You and your guy have moved to the long-awaited “”next level”” of your relationship, called getting engaged. What do you do now? Many future brides start a diet, hire a personal trainer, shop for the perfect dress, experiment with updos, and hire a wedding planner.
What is often left out of the flurry of planning for the big day is reality! Every couple getting married wants their wedding day to be special, but they often lose sight of what’s really important. Here’s an unconventional guide to being engaged.
Remember to be engaged. That means to focus on the relationship and nurture it during this time. This is the number one mistake I see couples make: They make the wedding the be-all and end-all and lose sight of the relationship. They make it about the one-day wedding instead of the decades-long marriage.
Get into reality and stay there!
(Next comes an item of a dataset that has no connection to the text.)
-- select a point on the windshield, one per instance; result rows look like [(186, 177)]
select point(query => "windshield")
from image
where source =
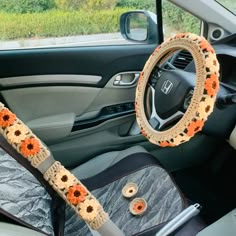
[(229, 5)]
When you remember that the important thing is the marriage, rather than the wedding, it’s easier to stick to your budget. The stress of paying off the big bills from the big day and the big honeymoon can seriously jeopardize a new marriage. That doesn’t mean you must wear a burlap sack as a wedding dress and serve rice cakes at the reception! But staying within your means becomes easier when you keep things in perspective: one day, versus many years.
Make it about meaningfulness and fun, rather than appearances. You’re not going to get an Academy Award for your wedding performance. This is the time to enjoy yourselves together, not crash diet to get the slimmest photos. Choose a song for your first dance that you truly love dancing to together, rather than thinking of it as a command performance with an audience of critics. Same with the vows: It’s about what is meaningful to you and your partner, not about playing to the back row.
Make time to enjoy each other and talk about things other than the wedding. The wedding plans may feel all-consuming, but when you remember to put the merry in marriage, you’ll have more fun with the plans. Six months after the wedding, no one’s going to remember whether you had the plain chairs or the ones with curlicues. But that fight you had in the car on the way to the dance coach? The fall-out from that can have a very long half-life.
In relationships, as in life, it’s not the destination that’s as important as the journey. That destination wedding is just a destination. The marriage relationship is the all-important journey.